La holding sale al 9,3% del gruppo e prepara la battaglia delle deleghe

Alla fine Exor ha rilanciato su PartnerRe, il colosso delle riassicurazioni Usa (con sede alle Bernuda) che, solo pochi giorni fa, aveva respinto al mittente l'offerta di acquisto di casa Agnelli giudicandola non adeguata e preferendole la proposta di nozze della rivale Axis.

La finanziaria della famiglia torinese, infatti, ha deciso di alzare la posta sulla società Usa a 137,5 dollari per azione, per un totale di 6,8 miliardi, dai 130 dollari per titolo proposti in precedenza (per 6,4 miliardi complessivi).

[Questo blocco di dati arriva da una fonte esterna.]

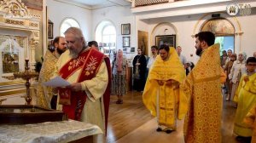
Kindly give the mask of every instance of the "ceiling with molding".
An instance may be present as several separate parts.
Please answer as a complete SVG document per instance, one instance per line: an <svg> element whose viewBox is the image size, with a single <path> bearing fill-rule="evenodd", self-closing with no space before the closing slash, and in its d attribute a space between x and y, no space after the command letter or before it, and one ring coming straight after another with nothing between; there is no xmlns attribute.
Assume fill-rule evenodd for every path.
<svg viewBox="0 0 256 143"><path fill-rule="evenodd" d="M70 2L99 9L110 6L131 6L131 0L70 0Z"/></svg>

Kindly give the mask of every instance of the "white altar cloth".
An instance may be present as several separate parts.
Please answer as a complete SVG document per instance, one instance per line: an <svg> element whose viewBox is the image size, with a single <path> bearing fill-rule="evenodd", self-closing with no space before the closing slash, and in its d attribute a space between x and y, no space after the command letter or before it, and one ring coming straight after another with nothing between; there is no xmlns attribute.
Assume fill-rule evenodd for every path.
<svg viewBox="0 0 256 143"><path fill-rule="evenodd" d="M0 125L0 143L62 143L102 134L90 123L74 120L22 125Z"/></svg>

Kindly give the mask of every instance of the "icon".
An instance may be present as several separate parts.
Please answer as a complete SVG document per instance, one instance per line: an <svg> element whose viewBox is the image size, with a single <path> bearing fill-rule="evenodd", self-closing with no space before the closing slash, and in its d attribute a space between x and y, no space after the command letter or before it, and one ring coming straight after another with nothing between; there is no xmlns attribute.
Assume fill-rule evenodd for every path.
<svg viewBox="0 0 256 143"><path fill-rule="evenodd" d="M239 11L239 7L235 3L231 3L227 6L226 11L229 15L235 16Z"/></svg>

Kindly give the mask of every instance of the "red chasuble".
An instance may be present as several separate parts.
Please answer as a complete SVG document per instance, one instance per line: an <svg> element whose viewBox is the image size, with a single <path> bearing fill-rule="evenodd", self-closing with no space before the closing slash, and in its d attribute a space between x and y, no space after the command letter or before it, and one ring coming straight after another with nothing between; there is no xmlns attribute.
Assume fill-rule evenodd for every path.
<svg viewBox="0 0 256 143"><path fill-rule="evenodd" d="M107 130L109 95L110 95L110 62L109 59L96 49L90 49L88 51L81 53L76 59L72 59L65 64L59 71L62 78L67 79L77 70L82 69L77 83L84 80L90 80L96 77L97 71L102 62L105 60L108 72L108 84L103 94L104 110L105 110L105 125ZM85 91L74 92L70 89L62 89L59 90L60 102L63 104L62 110L68 115L68 118L80 120L81 113L86 101ZM93 112L93 111L92 111Z"/></svg>

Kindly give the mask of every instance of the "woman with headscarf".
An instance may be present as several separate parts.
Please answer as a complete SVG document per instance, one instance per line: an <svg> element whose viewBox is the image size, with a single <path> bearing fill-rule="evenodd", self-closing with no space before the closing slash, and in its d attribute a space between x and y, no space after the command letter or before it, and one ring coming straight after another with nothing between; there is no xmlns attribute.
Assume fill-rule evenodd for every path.
<svg viewBox="0 0 256 143"><path fill-rule="evenodd" d="M116 104L123 104L123 95L126 94L127 60L121 49L118 50L116 60L113 61L111 94L118 97Z"/></svg>
<svg viewBox="0 0 256 143"><path fill-rule="evenodd" d="M234 64L232 66L230 73L229 75L229 79L232 83L232 89L231 89L231 94L230 94L230 100L234 100L234 95L236 93L236 90L239 85L239 81L244 73L246 73L246 60L247 60L247 54L242 52L238 54L237 60L234 61ZM236 107L236 104L235 105Z"/></svg>

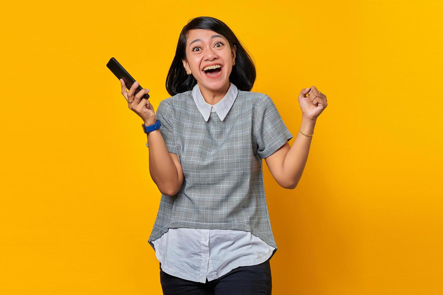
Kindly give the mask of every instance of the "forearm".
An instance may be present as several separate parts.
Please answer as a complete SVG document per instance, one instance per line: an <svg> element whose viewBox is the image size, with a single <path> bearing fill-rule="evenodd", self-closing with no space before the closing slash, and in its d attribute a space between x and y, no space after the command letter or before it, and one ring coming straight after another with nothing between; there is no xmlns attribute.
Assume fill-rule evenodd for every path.
<svg viewBox="0 0 443 295"><path fill-rule="evenodd" d="M148 132L149 173L160 192L173 195L178 186L177 167L166 148L164 140L158 129Z"/></svg>
<svg viewBox="0 0 443 295"><path fill-rule="evenodd" d="M300 130L306 134L312 134L316 121L303 117ZM285 157L283 163L283 173L290 180L289 182L294 184L292 188L297 186L301 178L307 161L312 140L312 136L305 136L298 132L295 140Z"/></svg>

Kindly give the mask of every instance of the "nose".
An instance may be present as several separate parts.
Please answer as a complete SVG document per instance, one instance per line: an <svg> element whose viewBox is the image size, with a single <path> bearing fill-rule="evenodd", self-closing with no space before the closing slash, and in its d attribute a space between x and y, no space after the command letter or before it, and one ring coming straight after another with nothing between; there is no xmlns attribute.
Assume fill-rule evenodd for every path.
<svg viewBox="0 0 443 295"><path fill-rule="evenodd" d="M215 50L212 48L211 48L206 51L206 54L205 56L205 59L206 60L212 61L214 58L218 57L218 56L217 55L217 53L215 52Z"/></svg>

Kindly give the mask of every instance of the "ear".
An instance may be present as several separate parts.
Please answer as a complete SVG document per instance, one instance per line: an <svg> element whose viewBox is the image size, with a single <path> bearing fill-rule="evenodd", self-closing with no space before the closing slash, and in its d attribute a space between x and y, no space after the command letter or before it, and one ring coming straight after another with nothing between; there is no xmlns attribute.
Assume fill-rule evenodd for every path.
<svg viewBox="0 0 443 295"><path fill-rule="evenodd" d="M182 59L182 62L183 63L183 66L185 67L186 71L188 73L191 73L191 68L189 67L189 64L185 59Z"/></svg>

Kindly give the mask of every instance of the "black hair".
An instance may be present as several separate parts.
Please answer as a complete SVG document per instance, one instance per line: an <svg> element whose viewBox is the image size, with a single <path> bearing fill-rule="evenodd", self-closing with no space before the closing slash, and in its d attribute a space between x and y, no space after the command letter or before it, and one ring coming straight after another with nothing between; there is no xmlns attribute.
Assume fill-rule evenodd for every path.
<svg viewBox="0 0 443 295"><path fill-rule="evenodd" d="M194 76L186 73L183 59L186 60L186 42L190 30L202 29L214 31L226 38L231 50L237 47L235 65L229 76L229 81L240 90L250 91L256 77L255 65L235 34L221 20L210 16L199 16L189 20L182 29L175 50L175 56L166 77L166 90L171 96L191 90L197 84Z"/></svg>

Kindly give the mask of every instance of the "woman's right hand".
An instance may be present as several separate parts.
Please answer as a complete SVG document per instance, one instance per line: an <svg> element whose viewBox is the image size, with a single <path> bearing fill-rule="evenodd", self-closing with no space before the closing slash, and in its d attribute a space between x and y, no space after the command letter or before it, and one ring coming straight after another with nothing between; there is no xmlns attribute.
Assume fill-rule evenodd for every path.
<svg viewBox="0 0 443 295"><path fill-rule="evenodd" d="M134 92L139 86L137 81L132 84L128 92L126 92L126 85L124 84L124 81L122 79L120 79L120 84L121 84L121 94L126 100L129 109L132 110L143 120L146 126L155 124L156 120L154 107L148 100L145 98L140 100L142 96L149 92L149 89L142 89L134 96Z"/></svg>

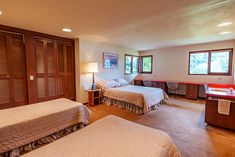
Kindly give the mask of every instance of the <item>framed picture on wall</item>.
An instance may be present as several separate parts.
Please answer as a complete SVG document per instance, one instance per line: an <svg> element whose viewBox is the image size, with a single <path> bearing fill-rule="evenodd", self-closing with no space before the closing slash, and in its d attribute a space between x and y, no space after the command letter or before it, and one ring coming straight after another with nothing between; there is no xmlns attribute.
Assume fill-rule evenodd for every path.
<svg viewBox="0 0 235 157"><path fill-rule="evenodd" d="M117 69L118 68L118 54L104 52L103 54L104 69Z"/></svg>

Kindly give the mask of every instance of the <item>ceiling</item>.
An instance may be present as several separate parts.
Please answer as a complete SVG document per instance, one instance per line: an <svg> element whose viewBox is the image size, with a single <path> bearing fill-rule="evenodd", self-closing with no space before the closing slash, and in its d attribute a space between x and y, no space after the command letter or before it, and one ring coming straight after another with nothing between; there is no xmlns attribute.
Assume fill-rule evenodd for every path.
<svg viewBox="0 0 235 157"><path fill-rule="evenodd" d="M235 0L0 0L0 10L3 25L136 50L235 39Z"/></svg>

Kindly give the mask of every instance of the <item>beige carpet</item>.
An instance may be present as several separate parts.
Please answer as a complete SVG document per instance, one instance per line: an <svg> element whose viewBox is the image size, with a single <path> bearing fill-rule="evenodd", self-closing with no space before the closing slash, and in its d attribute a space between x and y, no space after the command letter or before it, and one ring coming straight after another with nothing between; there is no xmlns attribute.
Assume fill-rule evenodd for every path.
<svg viewBox="0 0 235 157"><path fill-rule="evenodd" d="M176 98L177 99L177 98ZM170 100L176 105L162 105L145 115L129 113L124 109L104 104L91 107L91 121L113 114L130 121L167 132L182 157L235 157L235 132L204 124L203 104L183 99ZM187 106L188 104L188 106ZM191 107L189 107L191 106Z"/></svg>

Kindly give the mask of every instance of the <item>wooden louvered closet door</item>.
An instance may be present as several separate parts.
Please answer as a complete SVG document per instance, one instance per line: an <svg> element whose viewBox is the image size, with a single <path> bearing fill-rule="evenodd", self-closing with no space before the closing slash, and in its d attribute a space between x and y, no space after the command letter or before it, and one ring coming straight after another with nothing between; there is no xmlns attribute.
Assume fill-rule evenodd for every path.
<svg viewBox="0 0 235 157"><path fill-rule="evenodd" d="M57 42L58 97L75 99L74 53L71 43Z"/></svg>
<svg viewBox="0 0 235 157"><path fill-rule="evenodd" d="M57 97L57 64L55 41L34 38L36 63L36 87L38 101L46 101Z"/></svg>
<svg viewBox="0 0 235 157"><path fill-rule="evenodd" d="M0 32L0 109L27 104L23 35Z"/></svg>
<svg viewBox="0 0 235 157"><path fill-rule="evenodd" d="M75 63L72 45L65 45L66 50L66 97L75 99Z"/></svg>

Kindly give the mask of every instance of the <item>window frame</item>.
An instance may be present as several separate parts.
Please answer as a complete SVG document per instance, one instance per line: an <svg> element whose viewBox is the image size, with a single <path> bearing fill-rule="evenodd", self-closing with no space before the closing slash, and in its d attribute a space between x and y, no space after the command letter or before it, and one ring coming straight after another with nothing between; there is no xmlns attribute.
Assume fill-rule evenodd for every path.
<svg viewBox="0 0 235 157"><path fill-rule="evenodd" d="M151 57L151 71L143 71L143 58L145 57ZM140 60L140 67L141 67L141 74L152 74L153 73L153 55L145 55L145 56L140 56L141 60Z"/></svg>
<svg viewBox="0 0 235 157"><path fill-rule="evenodd" d="M219 73L219 72L211 72L211 54L220 52L220 51L229 51L229 63L228 63L228 72L227 73ZM208 53L208 66L207 66L207 74L190 74L190 56L195 53ZM233 48L227 49L215 49L215 50L202 50L202 51L191 51L189 52L189 60L188 60L188 75L212 75L212 76L231 76L232 75L232 64L233 64Z"/></svg>
<svg viewBox="0 0 235 157"><path fill-rule="evenodd" d="M126 73L126 57L131 57L131 73ZM137 73L133 73L133 57L137 57L138 58L138 69L137 69ZM130 54L125 54L124 55L124 74L125 75L132 75L132 74L138 74L139 73L139 62L140 62L140 56L136 56L136 55L130 55Z"/></svg>

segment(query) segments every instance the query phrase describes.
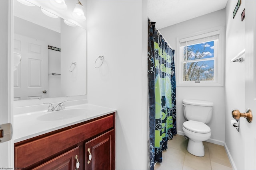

Non solo: pur di assicurarsi la mano di PartnerRe, Exor ha investito 572 milioni di euro per salire al 9,32% del capitale della compagnia di riassicurazione americana, divenendone primo azionista e garantendosi un posto in prima fila in caso di battaglia assembleare per la conquista del gruppo. La mossa di Exor sulla scacchiera di Wall Street non ha tuttavia convinto Piazza Affari. Il titolo della finanziaria torinese ha chiuso la seduta in calo dell'1,8% a 41,62 euro, nonostante l'annuncio del ritorno, con il primo trimestre dell'anno, a un utile netto consolidato di 40,6 milioni rispetto al rosso di 38,1 milioni registrato a marzo del 2014. L'acquisizione di PartnerRe è fortemente voluta dal presidente e ad di Exor, John Elkann, che ha attaccato il board della compagnia Usa, accausato di aver «condotto finora un processo difettoso e abbia erroneamente descritto il contenuto dei suoi colloqui con Exor. Già una settimana fa, di fronte al rifiuto del cda di PartnerRe di procedere oltre con le trattative, Exor aveva dichiarato di non considerare affatto chiusa la partita. E in effetti sono bastati sette giorni a convincere la finanziaria a ritoccare l'offerta su PartnerRe pur di non perdere l'occasione. Anche perché la recente vendita di C&W ha portato nei forzieri di Exor una plusvalenza di 722 milioni.

La nuova proposta, specifica Exor, è «vincolante», «non è soggetta a due diligence» e «rappresenta un premio del 10% rispetto al valore implicito di 125,17 dollari per titolo» previsti dagli accordi di fusione tra ParnerRe e Axis. Per questo «Exor richiede ora al cda di PartnerRe di raccomandare la propria proposta chiaramente superiore e totalmente in denaro» rispetto a quella della concorrente Axis. Se poi neppure questi argomenti non bastassero, Exor si farà trovare pronta a dare battaglia in assemblea anche attraverso un'apposita campagna di raccolta deleghe che la finanziaria sta già predisponendo.